Celebrating the life and work of surgeon Christian Fenger
Christian Fenger grew up in Denmark as the son of a farmer, but Fenger wasn’t content to take on his father’s calling. Instead, he studied medicine at the University of Copenhagen in the 1860s, when he was called to serve as a surgeon during the Danish war with Prussia. He eventually received his diploma and gained a reputation as an innovator for inventing instruments to locate and extract bullets.
But when he was passed over for a professor of pathology appointment, he sought opportunities outside his home country. He practiced medicine in Egypt before being persuaded by a friend to move to Chicago in 1877. There, he served as the chief pathologist at the County Hospital until 1893, when he became a professor of surgery at Northwestern.
His knowledge of pathology and anatomy garnered him the reputation of one of the great surgeons of his time. He conducted thousands of post-mortem examinations and brought new procedures to the Midwest; he was said to have conducted the first hysterectomy in Chicago.
“It may be said that Fenger laid the foundation in Chicago not only for the modern surgeon, but also for the modern internist through his teaching of systematic and thorough examinations, and to use these to properly interpret pathology,” according to a biography written in 1913.

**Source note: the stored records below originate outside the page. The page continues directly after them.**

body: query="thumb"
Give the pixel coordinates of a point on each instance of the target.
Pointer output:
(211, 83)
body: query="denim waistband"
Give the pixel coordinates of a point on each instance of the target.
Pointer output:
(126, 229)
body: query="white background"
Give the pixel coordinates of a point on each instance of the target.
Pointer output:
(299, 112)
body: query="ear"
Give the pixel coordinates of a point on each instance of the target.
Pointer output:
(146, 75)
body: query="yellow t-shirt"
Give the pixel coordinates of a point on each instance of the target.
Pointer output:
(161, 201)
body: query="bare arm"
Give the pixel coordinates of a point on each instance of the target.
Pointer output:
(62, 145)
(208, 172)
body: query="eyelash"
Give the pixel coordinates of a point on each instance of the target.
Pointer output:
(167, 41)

He was also known as an excellent teacher who trained numerous students and assistants and “frequently forgot the passage of time in the apparent joy of teaching,” according to a 1922 publication written in his honor. Several of his students became prominent physicians, including brothers Charles Horace and William James Mayo, as well as Nicholas Senn and James B. Herrick. Today, Christian Fenger Academy High School in Chicago is named in his honor.
Upon his death in 1902, a plaster death mask of his face and head was created as a memento of his successful life. The mask, now part of the Galter Health Sciences Library and Learning Center’s collection, is pictured here, along with surgery and pathology tools from the period in which Fenger worked.
CAPTIONS
- Plaster death mask of Christian Fenger sculpted by Clio Hinton Bracken in 1902.

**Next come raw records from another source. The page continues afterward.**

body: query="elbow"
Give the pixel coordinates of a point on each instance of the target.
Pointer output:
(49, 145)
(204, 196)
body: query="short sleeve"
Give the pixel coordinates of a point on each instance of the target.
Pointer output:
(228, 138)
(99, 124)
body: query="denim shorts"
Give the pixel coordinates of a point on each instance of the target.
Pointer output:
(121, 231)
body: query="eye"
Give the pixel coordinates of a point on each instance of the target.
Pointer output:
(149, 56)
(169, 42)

- Late 19th century post-mortem dissection kit housed in a fitted wood case containing 25 instruments, including a bone saw, hammer, heavy bone chisel, scissors, scalpels, tweezers, tissue retracting chains with hooks, and more.
- Carl Zeiss photomicrographic microscope with rotating three objective lens, coarse and fine tuning, circular rotating stage, jug handle, and horseshoe base engraved “Ph,” which identifies the microscope as the photomicrographic model. Circa 1899.
All items are part of the Galter Health Sciences Library and Learning Center’s collection.